Go to 3-7 Problems to be Solved by the Invention In recent years, as recording density has improved, there has been a demand for higher precision recording, and there are serious problems not only on the recording side but also on the non-recording side. , has become clear as a result of studies by the present inventors.

The lubricant on the non-recording side becomes depleted over long-term or repeated use, resulting in abnormal wear in areas where the very thin surface layer flakes off, leaving defects such as obvious scratches. However, the lubricant in the immediate vicinity spreads due to friction, and the damaged area is repaired before it becomes a large scratch. This minute local damage has not been a problem at all in the past, but in today's high-density recording, the above-mentioned peeled off surface layer gradually reaches the recording side surface.
Acts as a good binder for various wear particles etc. present on the surface. Therefore, thin bonds are scattered on the recording surface. According to measurements by the present inventors, the largest one reaches 20 μm in width, 200 μm in length, and 800 people in thickness, and the largest one reaches 1 μm in width, 571 m in length, and 100 μm in thickness. It was below.

This resultant material may adhere to the recording head or may cause space loss when recording.

Points of 0 or more, which result in loss during reproduction and deterioration of image quality and information, have become clear as new problems as image quality and information become more precise.

Means to Solve the Problem A lubricant layer in which fluorine-containing lubricant remains in an amount equivalent to 0.5 monomolecular layer or more even after washing with a good solvent is provided on the non-recording surface.

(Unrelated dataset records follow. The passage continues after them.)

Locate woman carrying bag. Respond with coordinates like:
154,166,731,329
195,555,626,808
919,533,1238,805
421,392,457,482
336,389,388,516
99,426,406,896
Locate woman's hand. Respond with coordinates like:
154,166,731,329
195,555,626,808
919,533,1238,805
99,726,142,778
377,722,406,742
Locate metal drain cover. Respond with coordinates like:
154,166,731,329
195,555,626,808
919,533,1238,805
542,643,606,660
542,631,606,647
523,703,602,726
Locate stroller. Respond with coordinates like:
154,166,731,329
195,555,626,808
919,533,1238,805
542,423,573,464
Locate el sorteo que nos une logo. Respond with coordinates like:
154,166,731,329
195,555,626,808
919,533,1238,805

Effect: By doing as described above, the lubricant layer is formed with sufficient bonding strength, thereby providing a lubricant layer with practically satisfactory durability.

Embodiment As a result of various studies, the present inventors discovered that it is sufficient to fix a monomolecular layer of a lubricant on the non-recording surface, which does not easily come off. Moreover, it has been found that a fluorine-containing lubricant with excellent slip properties is good as a lubricant.

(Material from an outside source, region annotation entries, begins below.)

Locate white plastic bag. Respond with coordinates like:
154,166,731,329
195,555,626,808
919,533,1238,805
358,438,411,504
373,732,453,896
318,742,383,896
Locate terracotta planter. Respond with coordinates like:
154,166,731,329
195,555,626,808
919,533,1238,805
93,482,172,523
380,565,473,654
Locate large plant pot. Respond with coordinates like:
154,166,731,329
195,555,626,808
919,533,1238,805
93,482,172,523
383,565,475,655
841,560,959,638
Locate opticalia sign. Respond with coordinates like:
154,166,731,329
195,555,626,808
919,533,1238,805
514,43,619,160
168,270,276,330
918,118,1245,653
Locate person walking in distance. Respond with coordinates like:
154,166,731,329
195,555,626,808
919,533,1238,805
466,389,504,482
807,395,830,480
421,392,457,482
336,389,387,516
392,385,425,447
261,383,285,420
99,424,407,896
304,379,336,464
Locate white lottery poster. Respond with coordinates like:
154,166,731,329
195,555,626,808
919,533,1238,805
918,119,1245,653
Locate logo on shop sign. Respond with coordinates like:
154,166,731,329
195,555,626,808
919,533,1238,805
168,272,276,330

Page 6/ The bond strength must be such that even if the loosely bonded lubricant is washed away by washing with a good lubricant solvent, the equivalent of 0.5 monomolecular layer still remains as measured by ESCA etc. .

In general, double fluorine-containing lubricants have a weak bond with the organic film used on the substrate of the recording medium and are easily removed by cleaning, so they cannot be easily removed by plasma or glow treatment. Perform surface activation treatment such as corona treatment,
A bonding group is formed on the surface of the film. The lubricant is firmly fixed to this bonding group.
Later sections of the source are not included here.